Semantic Cache

Deduplicate similar requests using embedding-based similarity matching. Cache hits skip inference entirely — zero latency, zero cost.

How It Works

When a request arrives, ACAI computes a normalized embedding of the input. If a cached entry exists within the configured similarity threshold, the cached response is returned immediately. Otherwise the request proceeds to inference and the result is cached.

Request → Normalize → Embed → Similarity Search
  ├── Hit (≥ threshold)  → Return cached response (0ms inference)
  └── Miss (< threshold) → Run inference → Cache result → Return

Configuration

Configure the cache via the management API or the dashboard.
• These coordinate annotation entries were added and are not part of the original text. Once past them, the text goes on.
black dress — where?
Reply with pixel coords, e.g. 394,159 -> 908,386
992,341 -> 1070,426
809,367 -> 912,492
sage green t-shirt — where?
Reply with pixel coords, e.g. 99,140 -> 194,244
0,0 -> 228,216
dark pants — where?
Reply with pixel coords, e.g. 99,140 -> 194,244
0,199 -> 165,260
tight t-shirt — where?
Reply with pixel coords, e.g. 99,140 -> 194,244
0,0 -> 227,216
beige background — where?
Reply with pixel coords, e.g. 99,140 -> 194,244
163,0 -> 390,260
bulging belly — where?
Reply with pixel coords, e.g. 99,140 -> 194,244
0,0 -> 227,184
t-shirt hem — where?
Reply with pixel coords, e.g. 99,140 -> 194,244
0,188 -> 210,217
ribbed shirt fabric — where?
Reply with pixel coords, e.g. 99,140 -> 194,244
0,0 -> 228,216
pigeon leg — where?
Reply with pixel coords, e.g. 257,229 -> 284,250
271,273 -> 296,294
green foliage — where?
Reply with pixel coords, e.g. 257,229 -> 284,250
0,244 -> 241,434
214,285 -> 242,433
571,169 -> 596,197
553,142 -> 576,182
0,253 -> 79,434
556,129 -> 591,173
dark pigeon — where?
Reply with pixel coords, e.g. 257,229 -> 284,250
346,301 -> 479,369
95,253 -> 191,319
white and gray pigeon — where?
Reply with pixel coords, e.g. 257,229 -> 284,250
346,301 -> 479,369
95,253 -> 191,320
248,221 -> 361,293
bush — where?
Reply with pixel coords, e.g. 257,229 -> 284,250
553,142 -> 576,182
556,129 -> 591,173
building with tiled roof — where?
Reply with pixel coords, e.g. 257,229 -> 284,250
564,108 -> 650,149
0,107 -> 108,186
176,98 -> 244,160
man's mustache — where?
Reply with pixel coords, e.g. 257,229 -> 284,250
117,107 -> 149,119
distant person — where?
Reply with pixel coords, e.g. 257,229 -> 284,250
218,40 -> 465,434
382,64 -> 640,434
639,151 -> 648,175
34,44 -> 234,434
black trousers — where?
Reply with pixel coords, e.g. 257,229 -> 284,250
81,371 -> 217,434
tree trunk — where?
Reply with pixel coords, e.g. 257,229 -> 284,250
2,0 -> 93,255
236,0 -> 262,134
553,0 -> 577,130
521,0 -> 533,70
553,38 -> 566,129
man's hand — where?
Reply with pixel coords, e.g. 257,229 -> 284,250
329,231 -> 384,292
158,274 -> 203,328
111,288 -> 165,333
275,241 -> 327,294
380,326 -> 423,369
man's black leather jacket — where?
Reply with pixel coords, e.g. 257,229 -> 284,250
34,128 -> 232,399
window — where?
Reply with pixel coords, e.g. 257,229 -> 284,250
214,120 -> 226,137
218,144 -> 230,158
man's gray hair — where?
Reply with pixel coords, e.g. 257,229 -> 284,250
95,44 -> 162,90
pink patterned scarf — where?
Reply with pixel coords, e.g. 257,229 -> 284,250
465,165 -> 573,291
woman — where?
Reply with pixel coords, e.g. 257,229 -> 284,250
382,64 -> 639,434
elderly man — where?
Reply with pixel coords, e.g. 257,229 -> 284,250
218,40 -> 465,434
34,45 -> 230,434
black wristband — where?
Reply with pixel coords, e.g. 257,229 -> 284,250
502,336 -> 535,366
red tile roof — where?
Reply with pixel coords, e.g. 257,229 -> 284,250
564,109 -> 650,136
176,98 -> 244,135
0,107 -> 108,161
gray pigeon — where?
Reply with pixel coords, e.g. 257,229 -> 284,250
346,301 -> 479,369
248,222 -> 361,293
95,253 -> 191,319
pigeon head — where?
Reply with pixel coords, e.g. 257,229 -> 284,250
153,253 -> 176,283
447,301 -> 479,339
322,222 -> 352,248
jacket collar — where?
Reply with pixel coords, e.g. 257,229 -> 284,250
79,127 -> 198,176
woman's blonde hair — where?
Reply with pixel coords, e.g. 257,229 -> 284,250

curl https://api.agilecloud.ai/api/v1/cache/config \
  -X PATCH \
  -H "Authorization: Bearer YOUR_API_KEY" \
  -H "Content-Type: application/json" \
  -d '{
    "enabled": true,
    "similarity_threshold": 0.95,
    "ttl_seconds": 3600,
    "max_entries": 10000
  }'

Parameter	Default	Description
enabled	false	Enable/disable semantic cache
similarity_threshold	0.95	Cosine similarity threshold (0.0–1.0)
ttl_seconds	3600	Time-to-live for cached entries
max_entries	10000	Maximum cached entries before eviction

Cache Statistics

curl https://api.agilecloud.ai/api/v1/cache/stats \
  -H "Authorization: Bearer YOUR_API_KEY"

# Response
{
  "total_requests": 15420,
  "cache_hits": 4812,
  "cache_misses": 10608,
  "hit_rate": 0.312,
  "estimated_savings_usd": 24.50,
  "avg_hit_latency_ms": 2.1,
  "avg_miss_latency_ms": 340.5
}

Endpoints

Method	Path	Description
GET	/api/v1/cache/stats	Hit/miss statistics
GET	/api/v1/cache/config	Get configuration
PATCH	/api/v1/cache/config	Update configuration
GET	/api/v1/cache/entries	List cached entries
POST	/api/v1/cache/invalidate	Invalidate by model or hash
DELETE	/api/v1/cache/flush	Flush all entries

Request Normalization

Before computing the cache key, requests are normalized: whitespace is collapsed, system prompts are canonicalized, and parameters like temperature and max_tokens are included in the cache key. Two requests with identical content but different temperature values are treated as different cache keys.

Tier Availability

Semantic cache is available on Pro and above. Free tier users see cache endpoints return 403 with an upgrade prompt.